When I shake my head, more in confusion than in disbelief, Coyne shows a honest frustration with his own Jesuitical reasoning.
“I don’t know what the ultimate answer is,” he says. “But I do know in my faith that I’m unique. God loves me as an individual, and I was created by God. But I also know that I evolved, that my ancestors came crawling out of the sea, and that they wound up hanging from trees eating bananas. I believe all that and I believe the two are compatible.”
Coyne’s most recent article in Nature examines the dust rings around newborn stars that eventually collide, collect into dirt clods and eventually compact into planets, possibly life-sustaining ones. He admits that if we discovered extraterrestrial life, it might prompt some new thinking as a Jesuit.
“The theological problem becomes interesting only after a series of hypotheticals are answered,” he says and puts his fingers together in a tent. Unlike his other answers, Coyne’s words are suddenly dense and compounded. This is an “angels on the head of a pin” answer, a Jesuitical answer.
“O.K., so I meet this ‘person.’ I would ask him: ‘Are you intelligent? Self-reflexive? In the traditional sense do you have what we call a soul?’ Good. ‘Nice to meet you.’ ” He says he would then find out if their civilization sinned, then if it was redeemed, then if the redeemer was a man named Jesus, and then: “If they say, ‘Oh yes, now you have a theological problem. How could Jesus Christ be our redeemer on earth and of another planet and still be the one Son of God. Could he have had several incarnations? That’s a pretty ticklish theological problem and I don’t know the answer.”

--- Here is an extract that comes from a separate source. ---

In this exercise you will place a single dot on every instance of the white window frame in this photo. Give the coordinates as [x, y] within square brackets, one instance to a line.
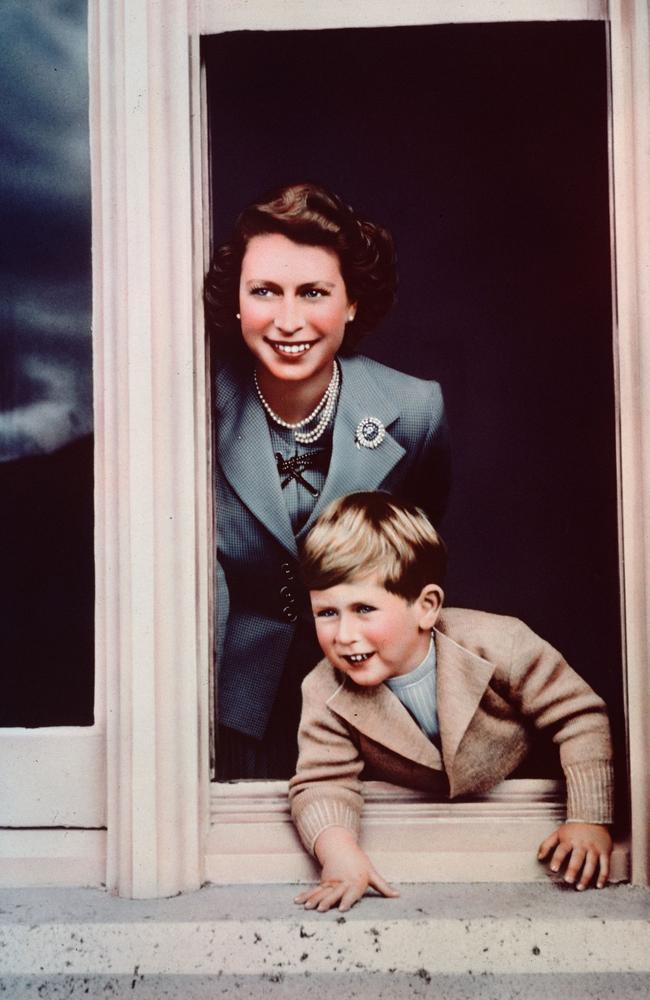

Later, when I ask Corbally if he would want to baptize aliens, the painful conflict of the interventionist duties of the Jesuit versus the detached objectivity of the scientist is visible.
Corbally knots his legs into rope and wraps both his arms behind his head. His soft voice almost disappears. I must lean forward to hear him murmur that, yes, he would try to baptize them. But Corbally adds dolefully, “I would first want to examine the theological data of their beliefs.”
An important context to bear in mind is that both Fr. Funes and Fr. Corbally formed their thoughts before the recent Kepler finds confirmed the existence of many, many exoplanets likely to be home to life — and possibly even intelligent life. Fr. Corbally’s comments, in particular, were made at a time when serious public discussion among respected scientists regarding intelligent life “out there” was a rare thing.
Another thing that makes their remarks interesting is that astronomers aren’t prone to speculation and theorizing. Or at least, that’s the way it often seems. Astronomers tend to be a very different breed from, say, theoretical physicists. This is perhaps why SETI’s Seth Shostak can come across as frustratingly stubborn and unimaginative in any discussion about ETs, while folks like Michio Kaku and Stephen Hawking seem open to all manner of possibility when it comes to extraterrestrials.
Leave it to the Jesuits to be the astronomers capable of making a leap of faith.